Film noir is a film style and mood primarily associated with crime films, that portrays its principal characters in a cynical and unsympathetic world. Film noir is primarily derived from the gritty and hard-boiled style of crime and horror fiction of the Depression era (many films noir were adaptations of such crime novels). Film noir is first clearly seen in films released in the early 1940s. "Noirs" were historically made in black and white, and had a dark, high-contrast style with roots in German Expressionist cinematography.
The term film noir (French for "black film") was unknown to the filmmakers and actors while they were creating the classic films noirs. Film noir was defined in retrospect by film historians and critics; many of the creators of film noir later professed to be unaware at the time of having created a distinctive type of film.

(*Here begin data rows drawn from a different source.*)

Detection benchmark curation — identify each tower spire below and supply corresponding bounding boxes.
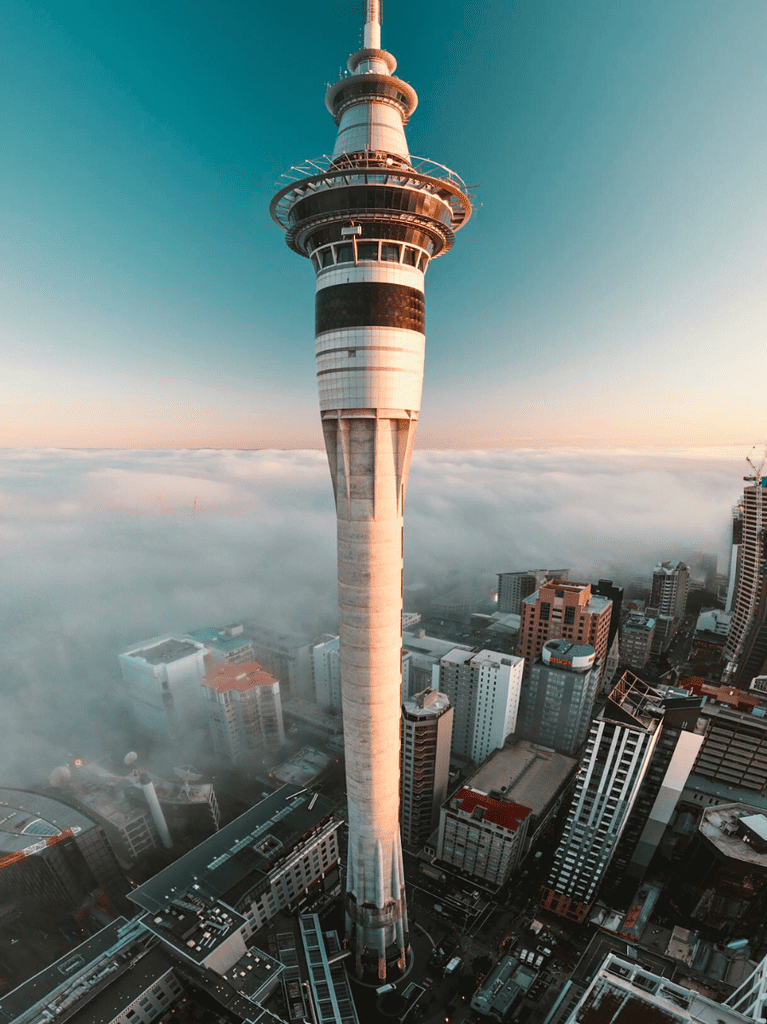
[365,0,381,50]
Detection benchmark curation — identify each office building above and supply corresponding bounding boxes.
[724,468,767,689]
[621,611,655,670]
[567,953,754,1024]
[605,687,705,890]
[437,785,530,888]
[517,639,599,755]
[311,636,341,714]
[519,580,612,682]
[434,739,578,877]
[399,689,453,847]
[402,630,474,699]
[498,569,570,615]
[649,559,690,623]
[0,788,128,909]
[271,0,471,978]
[130,785,341,939]
[724,498,743,612]
[205,662,285,764]
[119,635,207,739]
[693,704,767,793]
[542,672,664,923]
[243,620,315,701]
[684,802,767,935]
[432,648,523,764]
[186,624,255,665]
[647,559,690,654]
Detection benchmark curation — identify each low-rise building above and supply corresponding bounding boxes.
[130,785,341,939]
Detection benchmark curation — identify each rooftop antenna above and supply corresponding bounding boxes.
[745,444,767,481]
[364,0,381,50]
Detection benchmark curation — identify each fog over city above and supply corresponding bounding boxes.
[0,445,749,785]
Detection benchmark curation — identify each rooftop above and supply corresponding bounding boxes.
[449,786,530,831]
[697,804,767,870]
[125,637,203,665]
[0,787,96,856]
[129,784,335,913]
[467,739,578,815]
[205,662,278,693]
[402,688,451,718]
[571,955,749,1024]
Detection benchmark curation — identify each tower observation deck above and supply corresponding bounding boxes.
[270,0,471,979]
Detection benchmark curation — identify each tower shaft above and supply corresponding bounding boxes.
[271,0,471,979]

The 1940s and 1950s were the "classic period" of film noir. Some film historians regard Stranger on the Third Floor (1940) as the first "true" film noir. Orson Welles's Touch of Evil (1958) is often cited as the last film in the classic period.Many of the classic films noirs were low-budget supporting features without major stars, in which "moonlighting" writers, directors and technicians, some of them blacklisted, found themselves relatively free from the typical big-picture constraints. Many of the most popular examples of film noir center upon a woman of questionable virtue, and are also known as bad girl movies. Major studio feature films demanded a wholesome, positive message. Weak and morally ambiguous lead characters were ruled out by the "star system," and secondary characters were seldom allowed any depth or autonomy. In "A" films, flattering soft lighting, deluxe interiors, and elaborately built exterior sets were the rule. Film noir turned all this on its head, creating bleak, intelligent dramas tinged with nihilism, mistrust, paranoia, and cynicism, in real-life urban settings, and using unsettling techniques such as the confessional voiceover or hero's-eye-view camerawork. The noir style gradually re-influenced the mainstream--even beyond Hollywood.